The LOC metric is a good candidate to explain why careless usage of software metrics can be harmful. Lets assume the management request some form of weekly or monthly reporting about the progress of the running projects. At first glance, an easy way to fulfil this request is to run some tool on the source code, calculate the LOC (and, possibly, some other metrics the tool happens to support), put everything in an excel, generate a chart and put this into the project status report. I am pretty sure people will like it. First, charts have been very welcome in nearly all status meetings I've ever been in. And secondly, the LOC metric is very easy to understand. More lines of code compared to the last meeting sounds good to anyone.

However, things will get complicated as soon as the LOC number remains constant or, even worse, shrinks from meeting to meeting. Now, don't blame the people attending the meeting for getting nervous. They asked for a progress indicator and you gave them LOC. The good thing about the LOC metric is that you can calculate it easily. The bad thing is, it does not measure the system size. It measures the number of source code lines (whatever that is, but we'll ignore this detail for now). The count of source code lines is only an indicator of how "big" a software system is. For example, a skillful developer will reuse code as often as possible. This involves reworking existing code in a way that new code can be implemented in an efficient way. At the end of the day, maybe just a few, none or even LESSER lines of code have been "produced". Nonetheless, the system size has increased. Unfortunately, only the coolest of all project leads and managers in a status meeting will believe this ...

To avoid the described scenario, we must select software metrics carefully. The selection criteria must not be that a metric is supported by a certain tool out of the box. Instead, the goals of the measurement process are relevant. In the example, the overall goal was to provide a report on the project progress. Now, we formulate questions we have to answer in order to reach this goal. Since we're talking about a software project here, a good question would be "How many use cases have already been implemented? ". This still is rather generic. So we get into more detail:

• Is the source code checked into the repository?
• Do module tests exist and are they executing without errors?
• Have the testers confirmed that the implementation is feature-complete according to the use case description?

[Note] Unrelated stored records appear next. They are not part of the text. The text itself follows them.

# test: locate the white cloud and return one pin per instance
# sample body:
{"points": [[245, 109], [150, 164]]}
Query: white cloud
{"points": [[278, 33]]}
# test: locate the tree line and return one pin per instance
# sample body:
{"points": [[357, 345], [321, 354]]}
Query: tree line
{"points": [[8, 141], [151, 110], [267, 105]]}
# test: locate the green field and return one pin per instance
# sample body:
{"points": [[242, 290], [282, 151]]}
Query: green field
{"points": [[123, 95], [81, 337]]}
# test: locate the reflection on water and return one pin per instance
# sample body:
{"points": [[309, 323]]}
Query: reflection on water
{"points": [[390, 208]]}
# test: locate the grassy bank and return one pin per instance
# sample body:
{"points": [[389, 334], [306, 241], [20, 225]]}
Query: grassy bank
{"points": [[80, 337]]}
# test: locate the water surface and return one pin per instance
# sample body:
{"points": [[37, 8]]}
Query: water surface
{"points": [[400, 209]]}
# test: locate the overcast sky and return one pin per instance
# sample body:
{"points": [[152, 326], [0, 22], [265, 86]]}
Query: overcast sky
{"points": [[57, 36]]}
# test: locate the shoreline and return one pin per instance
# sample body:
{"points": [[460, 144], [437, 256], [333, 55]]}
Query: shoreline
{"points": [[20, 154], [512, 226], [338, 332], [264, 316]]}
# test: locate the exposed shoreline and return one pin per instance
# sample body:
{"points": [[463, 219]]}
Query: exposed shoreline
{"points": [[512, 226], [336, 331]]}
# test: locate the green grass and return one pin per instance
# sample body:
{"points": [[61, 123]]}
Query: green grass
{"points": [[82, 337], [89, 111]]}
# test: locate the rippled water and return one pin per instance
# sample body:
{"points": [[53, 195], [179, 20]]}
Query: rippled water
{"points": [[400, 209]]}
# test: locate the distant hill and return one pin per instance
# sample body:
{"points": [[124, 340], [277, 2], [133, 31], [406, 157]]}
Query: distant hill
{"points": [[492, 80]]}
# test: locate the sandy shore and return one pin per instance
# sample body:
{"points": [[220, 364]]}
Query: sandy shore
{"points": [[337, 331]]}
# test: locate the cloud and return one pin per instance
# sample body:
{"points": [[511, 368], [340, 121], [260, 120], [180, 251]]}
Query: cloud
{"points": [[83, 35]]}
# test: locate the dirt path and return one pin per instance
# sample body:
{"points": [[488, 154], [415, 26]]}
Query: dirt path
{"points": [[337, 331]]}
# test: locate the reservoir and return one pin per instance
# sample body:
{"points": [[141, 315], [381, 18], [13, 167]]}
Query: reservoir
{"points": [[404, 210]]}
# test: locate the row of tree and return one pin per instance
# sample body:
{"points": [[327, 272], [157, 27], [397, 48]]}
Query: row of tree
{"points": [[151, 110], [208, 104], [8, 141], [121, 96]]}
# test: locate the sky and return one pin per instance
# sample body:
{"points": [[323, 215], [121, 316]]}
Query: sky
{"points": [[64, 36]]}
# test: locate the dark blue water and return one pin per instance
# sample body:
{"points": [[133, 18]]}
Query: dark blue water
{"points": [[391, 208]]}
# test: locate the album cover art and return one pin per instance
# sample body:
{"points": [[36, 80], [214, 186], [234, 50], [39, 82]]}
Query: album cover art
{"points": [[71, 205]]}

In a third step, we derive metrics that are able to answer the questions. The metric for the above example would be called Completed Used Cases. If the project uses a task management system like Jira, Redmine, Trac or whatever, the metric can even be calculated automatically using the reporting functions.

Because of the three steps Goal, Question and Metric this approach is also known as GQM approach. In my experience it works OK. One of its main advantages is that the used metrics are well-documented - just take a look at the questions. Additionally, the GQM approach is easy to apply in practice, everybody understands it and it puts the tools at the end of the process and not at the beginning.